Certificado médico para extranjería

Confirms the applicant does not suffer "any disease with grave repercussions for public health under the International Health Regulations 2005." Rests on Article 10 of RD 557/2011 (Reglamento LOEX) and Ley Orgánica 4/2000.

A significant 2025 change deserves emphasis. The Dirección General de Gestión Migratoria Criterio 5/2025 establishes that the medical certificate is no longer required when the application is filed from within Spain (long-stay, residence). It remains required at consulates abroad for entry visas — residencia no lucrativa, family reunion, student visas — and must be apostilled and sworn-translated into Spanish when issued outside Spain.

Certificado médico para adopción

Closer to an extended informe than a certificate. Ley 54/2007 and RD 165/2019 structure international adoption. Each autonomous community's protective entity issues the Certificado de Idoneidad after psychosocial and medical valoración. The medical document must cover the absence of contagious chronic, grave, invalidating or degenerative diseases or incapacitating addictions — and must extend to all persons living in the household. Country-of-origin overlays (India, Vietnam, Bolivia among them) require ECAI processing with additional documentation.

Certificado de discapacidad

Runs under the Texto Refundido de la Ley General de derechos de las personas con discapacidad (RDL 1/2013) and was substantively reformed by RD 888/2022, in force since 20 April 2023. This replaced the 1999 baremo with a CIF-WHO biopsychosocial model. Each autonomous community's Centro de Valoración y Orientación performs the assessment. The 33% threshold unlocks tax benefits under Article 60 IRPF, the parking card, employment quota positions and similar entitlements. Existing recognitions of 33% or more do not need re-evaluation. The EU Disability Card is being rolled out under Directive (EU) 2024/2841, with full transposition due in 2028.
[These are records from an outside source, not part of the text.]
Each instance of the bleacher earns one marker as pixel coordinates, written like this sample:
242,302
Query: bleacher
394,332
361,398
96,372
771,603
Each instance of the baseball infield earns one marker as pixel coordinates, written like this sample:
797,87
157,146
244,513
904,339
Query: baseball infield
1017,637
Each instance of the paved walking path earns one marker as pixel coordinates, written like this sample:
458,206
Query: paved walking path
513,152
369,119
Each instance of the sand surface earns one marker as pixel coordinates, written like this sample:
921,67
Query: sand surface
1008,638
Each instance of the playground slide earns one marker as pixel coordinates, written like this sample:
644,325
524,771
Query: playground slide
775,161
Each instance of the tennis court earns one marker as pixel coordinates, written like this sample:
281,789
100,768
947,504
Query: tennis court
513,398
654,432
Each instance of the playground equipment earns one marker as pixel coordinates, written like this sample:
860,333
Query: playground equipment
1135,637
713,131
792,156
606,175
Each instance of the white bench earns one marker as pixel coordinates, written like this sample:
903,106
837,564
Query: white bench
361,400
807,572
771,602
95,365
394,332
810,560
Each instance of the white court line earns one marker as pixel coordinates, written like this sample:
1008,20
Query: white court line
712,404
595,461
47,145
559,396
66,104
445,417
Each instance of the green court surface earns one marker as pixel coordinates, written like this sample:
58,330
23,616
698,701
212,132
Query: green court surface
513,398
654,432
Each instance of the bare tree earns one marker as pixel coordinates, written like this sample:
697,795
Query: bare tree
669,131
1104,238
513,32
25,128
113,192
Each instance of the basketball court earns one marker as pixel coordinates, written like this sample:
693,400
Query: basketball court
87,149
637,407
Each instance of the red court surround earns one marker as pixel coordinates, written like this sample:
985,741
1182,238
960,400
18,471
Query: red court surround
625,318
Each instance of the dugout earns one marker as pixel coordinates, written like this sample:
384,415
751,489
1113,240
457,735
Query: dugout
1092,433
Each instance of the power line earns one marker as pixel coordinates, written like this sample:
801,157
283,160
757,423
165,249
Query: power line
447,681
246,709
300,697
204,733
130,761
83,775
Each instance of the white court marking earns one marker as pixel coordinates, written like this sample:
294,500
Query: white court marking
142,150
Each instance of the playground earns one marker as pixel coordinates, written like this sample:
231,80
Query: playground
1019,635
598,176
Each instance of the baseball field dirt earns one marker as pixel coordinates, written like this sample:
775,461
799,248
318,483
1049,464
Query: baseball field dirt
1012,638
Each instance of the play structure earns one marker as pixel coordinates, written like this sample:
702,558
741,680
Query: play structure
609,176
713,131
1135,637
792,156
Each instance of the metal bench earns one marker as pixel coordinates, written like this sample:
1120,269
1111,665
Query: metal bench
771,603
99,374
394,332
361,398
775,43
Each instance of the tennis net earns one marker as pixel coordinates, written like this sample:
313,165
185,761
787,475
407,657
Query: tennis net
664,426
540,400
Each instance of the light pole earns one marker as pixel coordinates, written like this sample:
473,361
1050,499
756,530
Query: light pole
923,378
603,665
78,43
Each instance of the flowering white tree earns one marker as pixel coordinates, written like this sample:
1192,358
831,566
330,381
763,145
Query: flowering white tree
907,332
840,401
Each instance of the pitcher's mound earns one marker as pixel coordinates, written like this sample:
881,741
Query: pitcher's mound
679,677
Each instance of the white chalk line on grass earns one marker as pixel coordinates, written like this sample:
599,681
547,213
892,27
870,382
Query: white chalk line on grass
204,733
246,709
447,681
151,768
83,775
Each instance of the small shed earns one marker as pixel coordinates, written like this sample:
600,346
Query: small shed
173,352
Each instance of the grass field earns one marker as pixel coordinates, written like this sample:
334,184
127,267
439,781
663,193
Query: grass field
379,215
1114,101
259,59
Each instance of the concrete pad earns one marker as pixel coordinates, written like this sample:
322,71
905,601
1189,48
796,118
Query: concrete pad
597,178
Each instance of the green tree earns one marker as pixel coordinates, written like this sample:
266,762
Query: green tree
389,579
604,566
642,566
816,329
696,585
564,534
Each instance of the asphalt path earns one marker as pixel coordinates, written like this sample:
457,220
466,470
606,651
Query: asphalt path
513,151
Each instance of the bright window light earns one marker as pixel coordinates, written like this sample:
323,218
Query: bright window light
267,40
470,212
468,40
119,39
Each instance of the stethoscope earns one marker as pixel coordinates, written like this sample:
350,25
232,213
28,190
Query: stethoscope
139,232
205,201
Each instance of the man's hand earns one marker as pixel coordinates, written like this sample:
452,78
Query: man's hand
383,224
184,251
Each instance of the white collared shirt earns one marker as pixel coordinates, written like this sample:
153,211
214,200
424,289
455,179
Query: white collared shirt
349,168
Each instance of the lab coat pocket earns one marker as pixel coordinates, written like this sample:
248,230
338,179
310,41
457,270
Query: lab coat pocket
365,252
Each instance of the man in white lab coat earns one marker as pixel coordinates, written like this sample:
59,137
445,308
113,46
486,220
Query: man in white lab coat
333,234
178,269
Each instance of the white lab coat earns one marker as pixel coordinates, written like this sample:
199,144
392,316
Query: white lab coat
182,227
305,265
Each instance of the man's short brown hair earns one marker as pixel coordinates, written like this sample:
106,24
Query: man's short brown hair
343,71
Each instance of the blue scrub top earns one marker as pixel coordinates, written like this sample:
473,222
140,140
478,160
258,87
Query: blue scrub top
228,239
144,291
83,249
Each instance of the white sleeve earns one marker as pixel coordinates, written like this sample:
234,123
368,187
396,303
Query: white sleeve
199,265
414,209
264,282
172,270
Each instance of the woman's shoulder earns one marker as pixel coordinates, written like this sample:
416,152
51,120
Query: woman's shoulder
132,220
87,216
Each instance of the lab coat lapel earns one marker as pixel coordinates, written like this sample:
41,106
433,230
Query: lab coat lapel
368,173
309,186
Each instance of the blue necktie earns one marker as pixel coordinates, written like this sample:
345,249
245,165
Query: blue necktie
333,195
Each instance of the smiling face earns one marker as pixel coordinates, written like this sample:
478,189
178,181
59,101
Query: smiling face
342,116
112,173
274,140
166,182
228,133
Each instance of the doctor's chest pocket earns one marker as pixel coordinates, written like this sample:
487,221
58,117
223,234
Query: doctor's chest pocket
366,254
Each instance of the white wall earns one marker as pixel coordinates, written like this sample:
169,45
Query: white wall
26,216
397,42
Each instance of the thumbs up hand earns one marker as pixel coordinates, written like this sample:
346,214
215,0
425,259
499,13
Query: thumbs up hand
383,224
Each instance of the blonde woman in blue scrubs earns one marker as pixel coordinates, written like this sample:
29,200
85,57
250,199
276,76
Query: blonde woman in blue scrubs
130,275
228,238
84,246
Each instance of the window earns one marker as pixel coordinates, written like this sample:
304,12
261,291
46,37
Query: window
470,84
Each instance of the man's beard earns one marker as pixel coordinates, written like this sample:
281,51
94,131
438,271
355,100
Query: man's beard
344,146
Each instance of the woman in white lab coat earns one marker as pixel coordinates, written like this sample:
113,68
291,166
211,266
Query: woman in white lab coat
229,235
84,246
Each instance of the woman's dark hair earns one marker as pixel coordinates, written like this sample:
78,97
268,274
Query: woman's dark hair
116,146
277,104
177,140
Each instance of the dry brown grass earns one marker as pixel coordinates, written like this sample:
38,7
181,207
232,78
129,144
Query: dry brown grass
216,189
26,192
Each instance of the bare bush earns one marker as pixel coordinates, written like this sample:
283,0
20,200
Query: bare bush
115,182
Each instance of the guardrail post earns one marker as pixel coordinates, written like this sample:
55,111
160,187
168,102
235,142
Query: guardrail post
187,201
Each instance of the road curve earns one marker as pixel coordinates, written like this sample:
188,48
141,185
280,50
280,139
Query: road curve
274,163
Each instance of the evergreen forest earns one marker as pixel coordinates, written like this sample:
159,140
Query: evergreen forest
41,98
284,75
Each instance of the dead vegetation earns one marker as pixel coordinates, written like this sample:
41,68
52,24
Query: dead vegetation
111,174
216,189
International Certificate of Vaccination (yellow book)

Runs under the International Health Regulations 2005 and Article 29 of Ley 13/1996. The relevant Tasa 058 stands at €19.46 per vaccine (model 790-058 autoliquidación). Yellow fever is the only vaccine legally exigible at international borders under IHR-2005 — the booster dose requirement was eliminated in 2016. Spain operates a network of Centros de Vacunación Internacional dependent on the Subdelegaciones del Gobierno, listed by the Ministerio de Sanidad.

Telemedicine and Electronic Signatures: What Is Actually Legal

Spain has no integral telemedicine statute. The legal scaffolding combines Directive 2011/24/EU on cross-border healthcare (transposed by RD 81/2014), RD 1718/2010 on electronic prescription, the eIDAS Regulation (EU) 910/2014, Ley 6/2020 on electronic confidence services (which replaced the old Ley 59/2003), LOPDGDD 3/2018, and Chapter XXIII of the 2022 CGCOM Code of Medical Deontology.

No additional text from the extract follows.